As it turns out, with Gaspery’s investigation, there wasn’t a glitch in the simulation — Gaspery reflects that even if there was, so what, simulation is still life as we experience it day-to-day; to which, I would retort, sure, but also, wouldn’t you want to know who or what is behind the simulation?! — rather, the glitch manifest in the timeline because of Gaspery’s very presence in the timeline. He ends up being the violinist who he interviewed earlier in the book about the glitch!
So, my interpretation going back to the virus issue, then: Is the “glitch” in our simulation, our reality, if you prefer, viruses? In the book, Mandel compares the glitch in the simulation to a corrupted file, and isn’t a “glitch” in a computer file often caused by a virus? Mandel also reckons through the Olive character giving lectures on her dystopian book that the reason we are drawn to post-apocalyptic novels is because we like to think of ourselves at the end of the story, the end of civilization, but perhaps we (each “set” of civilizations) is at the end of the story in a continuous strain, as it were, i.e., a repetition of endings over and over again. And are viruses not a great catalyst for endings throughout our history, creating glitches and “new timelines” after “world endings”?

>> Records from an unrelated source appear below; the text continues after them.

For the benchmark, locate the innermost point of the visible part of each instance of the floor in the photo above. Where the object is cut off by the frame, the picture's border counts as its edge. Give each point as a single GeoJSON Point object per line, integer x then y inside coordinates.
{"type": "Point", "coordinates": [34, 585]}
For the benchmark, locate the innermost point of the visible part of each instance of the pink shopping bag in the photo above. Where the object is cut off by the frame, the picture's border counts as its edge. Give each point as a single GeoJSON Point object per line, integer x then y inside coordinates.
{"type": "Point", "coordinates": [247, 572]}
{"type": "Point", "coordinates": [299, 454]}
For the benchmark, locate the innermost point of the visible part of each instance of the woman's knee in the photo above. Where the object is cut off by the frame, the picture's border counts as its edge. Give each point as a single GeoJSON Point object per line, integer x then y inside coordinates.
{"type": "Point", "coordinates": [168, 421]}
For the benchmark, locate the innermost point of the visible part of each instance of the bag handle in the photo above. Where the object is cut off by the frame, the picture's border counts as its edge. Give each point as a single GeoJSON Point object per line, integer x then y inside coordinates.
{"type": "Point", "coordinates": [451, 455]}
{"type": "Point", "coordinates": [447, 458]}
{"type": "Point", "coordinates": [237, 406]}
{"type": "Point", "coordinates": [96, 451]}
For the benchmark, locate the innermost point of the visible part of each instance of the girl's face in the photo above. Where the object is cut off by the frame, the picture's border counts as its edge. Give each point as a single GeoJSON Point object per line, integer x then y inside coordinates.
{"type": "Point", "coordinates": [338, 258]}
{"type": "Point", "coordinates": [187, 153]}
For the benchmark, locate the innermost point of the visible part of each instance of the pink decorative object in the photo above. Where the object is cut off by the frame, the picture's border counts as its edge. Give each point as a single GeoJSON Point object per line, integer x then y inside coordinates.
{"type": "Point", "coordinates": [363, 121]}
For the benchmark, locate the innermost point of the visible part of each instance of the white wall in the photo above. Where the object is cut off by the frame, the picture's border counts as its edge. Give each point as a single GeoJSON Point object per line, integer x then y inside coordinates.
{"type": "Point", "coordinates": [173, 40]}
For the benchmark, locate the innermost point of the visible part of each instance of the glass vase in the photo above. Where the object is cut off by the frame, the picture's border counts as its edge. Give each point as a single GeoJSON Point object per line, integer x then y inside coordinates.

And these repeated endings is where we get also Mandel’s rumination resulting in the title of the book: “life can be tranquil in the face of death.” Life itself is the “sea of tranquility.” Gaspery comes to find peace living on a farm in Oklahoma City after being hidden by his sister (after being exiled by the Time Institute) because he’s living his life and did right by that life and the life of others by warning Olive, for example. Living the good life, simulation or not, turbulence or not (I’m mixing metaphors here), is tranquil in its own way. How could it be anything but in the face of the relentless order that death will come? In some ways, our very existence is a rebellion against that order.
I cannot recommend this book enough, and I am grateful it was recommended to me. Mandel offers an entertaining book, to be sure, which is why I devoured it, but also profound insight into what it means to be human regardless of time and place and the fact of death. Like I said, only Hillary Jordan’s 2008 novel, Mudbound, I read earlier this year can contend with this for my favorite reads of 2023 so far.